Walt Disney (dis) Stocks rose Thursday after an upbeat speech to investors from CEO Bob Chapek at a technology and media industry conference late Wednesday in San Francisco.
During a question-and-answer session at the Goldman Sachs Communacopia + Technology conference, Chapek said he sees “strong” consumer demand for the group’s garden business next year, with a rebound in international park visitor numbers already underway after two years of pandemic restrictions.
He also reiterated the media group’s view that ESPN sports network is the best within the broader Disney company, after a few weeks of lobbying from activist investor Dan Loeb to consider firing it. He also noted the potential for sports betting on ESPN’s revenue and potential in the coming years.
Chuckle’s comments echoed those he made last week during the Disney Expo, where he insisted that ESPN remains “crucial” to its overall media strategy despite receiving more than a hundred inquiries from companies and investors looking to buy it.

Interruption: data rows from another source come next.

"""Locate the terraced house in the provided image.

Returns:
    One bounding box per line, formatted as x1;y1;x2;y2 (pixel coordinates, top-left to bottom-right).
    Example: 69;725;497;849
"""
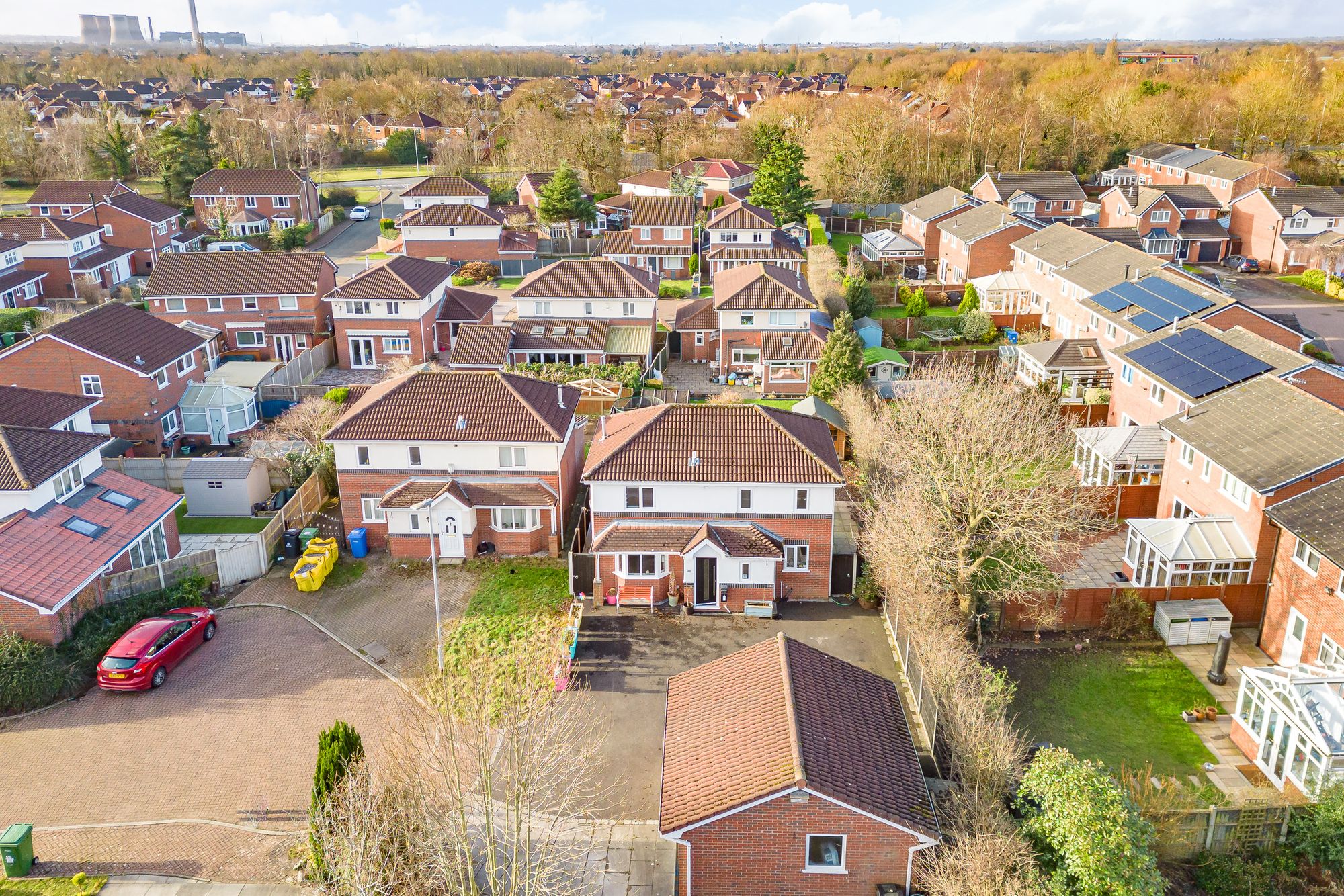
144;251;336;361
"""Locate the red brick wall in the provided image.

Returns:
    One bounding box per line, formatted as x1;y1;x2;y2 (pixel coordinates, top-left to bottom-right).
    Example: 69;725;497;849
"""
679;797;918;896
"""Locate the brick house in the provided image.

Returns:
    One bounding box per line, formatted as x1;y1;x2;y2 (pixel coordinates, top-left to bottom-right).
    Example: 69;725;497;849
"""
70;192;203;277
602;195;695;279
191;168;321;236
0;302;210;457
937;203;1042;285
0;387;181;643
970;171;1087;223
1227;187;1344;274
715;262;825;396
27;180;136;218
144;251;336;361
0;215;134;298
327;371;583;557
323;255;460;369
659;634;941;896
583;404;844;613
704;201;802;275
1097;184;1232;263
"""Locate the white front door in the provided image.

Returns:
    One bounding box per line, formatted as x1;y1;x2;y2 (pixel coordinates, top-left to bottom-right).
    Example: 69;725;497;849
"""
349;336;378;368
1278;607;1306;666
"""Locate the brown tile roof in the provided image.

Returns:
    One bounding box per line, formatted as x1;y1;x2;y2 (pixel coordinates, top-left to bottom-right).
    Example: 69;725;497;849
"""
513;317;612;352
145;251;336;298
714;262;817;310
327;253;457;301
191;168;304;197
327;371;579;442
0;386;98;427
402;175;491;199
659;634;938;837
630;196;695;228
46;301;210;373
583;404;843;484
0;424;109;492
448;324;513;367
513;258;659;298
401;203;504;227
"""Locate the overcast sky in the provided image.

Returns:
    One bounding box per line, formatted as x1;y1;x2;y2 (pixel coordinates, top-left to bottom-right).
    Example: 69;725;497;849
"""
18;0;1344;46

Another request from Loeb, that Disney speed up the timing of its agreement to buy a 33% stake in Comcast-owned Hulu streaming service (CMCSA) It was also addressed at the Goldman Sachs conference, just not by Chapek.
Comcast CEO Brian Roberts described Hulu, which has about 46 million subscribers, as an “exceptional business” that is likely to not only attract a pool of competitive bidders, but also attract a price well above the agreed minimum valuation of $27.5 billion. in 2019.
Disney has 16 more months to complete the purchase or leave it to a competitor, and Chuck told the Financial Times earlier this week that he would like to finish things before the January 2024 deadline.
Disney shares were up 0.2% in premarket trading to indicate an opening bell price of $112.75 per share. Meanwhile, Comcast shares rose 0.67% to $34.70 per share.
Last month, Disney said ESPN+, the sports-focused streaming business, ended the third quarter with 22.8 million paying subscribers, with average revenue per user up 1.8% from a year ago to $4.55.
Overall, Disney said adjusted diluted earnings for the three months ending in June, the group’s third fiscal quarter, came in at $1.09 per share, up 36.25% from the same period last year and strongly topping Street’s forecast of 97 cents a share.
Disney said group revenue rose 26% to $21.5 billion, beating Street expectations, while Disney+ totaled 152.1 million subscribers, beating analyst estimates of about 3 million.